Our basic search methodology was to identify any source that was clearly detected by UKIDSS but completely absent in the SDSS catalogues. In an ideal world this would have immediately given us our record-breaking quasars, but instead we still had a list of ten thousand candidates, all of which had the desired properties. Sadly it wasn’t a bumper crop of quasars — rather it was a result of observational noise, and most of these objects were cool stars which are faint enough at optical wavelengths that, in some cases, the imperfect measurement process meant they weren’t detected by SDSS, and hence entered our candidate list. (A comparable number of such stars would also be measured as brighter in SDSS than they actually are; however it is only the objects which are scattered faintward that caused trouble for us.) A second observation on an optical telescope would suffice to reject any of these candidates, but taking ten thousand such measurements is completely impractical. Instead, we used Bayesian statistics to extract as much information from the original SDSS and UKDISS measurements as possible. By making models of the cool star and quasar populations, and knowing the precision of the SDSS and UKIDSS observations we could work out the probability that any candidate was in fact a target quasar. Taking this approach turned out to be far more effective than we’d hoped — almost all the apparently quasar-like candidates had probabilities of less than 0.01 (i.e., they were only a 1% chance to be a quasar) and so could be discarded from consideration without going near a telescope.

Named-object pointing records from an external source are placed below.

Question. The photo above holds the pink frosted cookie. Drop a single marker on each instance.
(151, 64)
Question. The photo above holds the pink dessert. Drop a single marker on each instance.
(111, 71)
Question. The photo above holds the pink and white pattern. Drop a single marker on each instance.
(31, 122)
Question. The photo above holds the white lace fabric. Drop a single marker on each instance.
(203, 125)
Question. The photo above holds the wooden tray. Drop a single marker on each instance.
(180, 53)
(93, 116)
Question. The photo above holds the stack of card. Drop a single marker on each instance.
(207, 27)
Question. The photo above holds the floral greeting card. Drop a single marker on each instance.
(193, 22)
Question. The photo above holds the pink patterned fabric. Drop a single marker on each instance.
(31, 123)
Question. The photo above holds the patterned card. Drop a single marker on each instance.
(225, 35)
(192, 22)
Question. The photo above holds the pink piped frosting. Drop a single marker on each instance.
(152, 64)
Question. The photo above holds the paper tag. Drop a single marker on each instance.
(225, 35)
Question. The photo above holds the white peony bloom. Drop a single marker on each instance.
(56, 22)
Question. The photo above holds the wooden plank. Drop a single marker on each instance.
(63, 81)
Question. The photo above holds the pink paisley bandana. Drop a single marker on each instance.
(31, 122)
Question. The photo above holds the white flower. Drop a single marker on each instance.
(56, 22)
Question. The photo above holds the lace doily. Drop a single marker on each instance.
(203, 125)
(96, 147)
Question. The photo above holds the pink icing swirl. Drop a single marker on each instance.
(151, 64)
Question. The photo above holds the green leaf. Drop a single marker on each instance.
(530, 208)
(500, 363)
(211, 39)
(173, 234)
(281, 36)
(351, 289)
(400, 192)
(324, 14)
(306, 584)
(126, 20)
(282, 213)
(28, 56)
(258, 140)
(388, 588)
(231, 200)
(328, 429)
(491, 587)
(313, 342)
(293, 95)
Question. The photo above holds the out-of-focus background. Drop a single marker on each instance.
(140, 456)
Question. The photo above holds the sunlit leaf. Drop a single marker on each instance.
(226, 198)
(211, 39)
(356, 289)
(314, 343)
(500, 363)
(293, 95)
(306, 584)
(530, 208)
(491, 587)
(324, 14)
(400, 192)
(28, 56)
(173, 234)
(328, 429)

For the remaining 200-odd candidates we did make follow-up observations, on UKIRT, the Liverpool Telescope (LT) or the New Technology Telescope (NTT) and in fewer than ten cases were the initial SDSS and UKIDSS measurements verified. By this stage we were almost certain that we had a distant quasar, although in most cases it was sufficiently bright at optical wavelengths that we knew it wasn’t a record-breaker. However ULAS J1120+0641, identified in late 2010, remained defiantly black when looked at by the LT, and so for the first time in five years we really thought we might have struck gold. To be completely sure we used the Gemini North telescope to obtain a spectrum — essentially splitting up the light into different wavelengths, just as happens to sunlight when it passes through water droplets to form a rainbow. The observation was made on Saturday, November 2010 and we got the spectrum e-mailed to us the next day and confirmed that we’d finally got what we were looking for: the most distant quasar ever found.

We obtained more precise spectra covering a wider range of wavelengths using Gemini (again) and the Very Large Telescope, the results of which are shown here:
The black curve shows the spectrum of ULAS J1120+0641; the green curve shows the average spectrum of a number of more nearby quasars (but redshifted to longer wavelengths to account for the cosmological expansion). The two are almost identical, with the obvious exception of the cut-off at 1 micron of ULAS J1120+0641 which comes about due to the absorption by hydrogen in front of the quasar. We had all the data needed to make this plot by the end of January, but it still took another five months for the results to be published in the June 30 edition of Nature — rather longer than the 24-hour turn-around of the journalists who eventually reported on this work. But if we’d given up on the search after four years — or if the Science and Technology Funding Council had withdrawn funding for UKIRT, as seemed likely at one point — then we never would have made this discovery. It was a long time coming but for me — and hopefully for astronomy — it was worth the wait.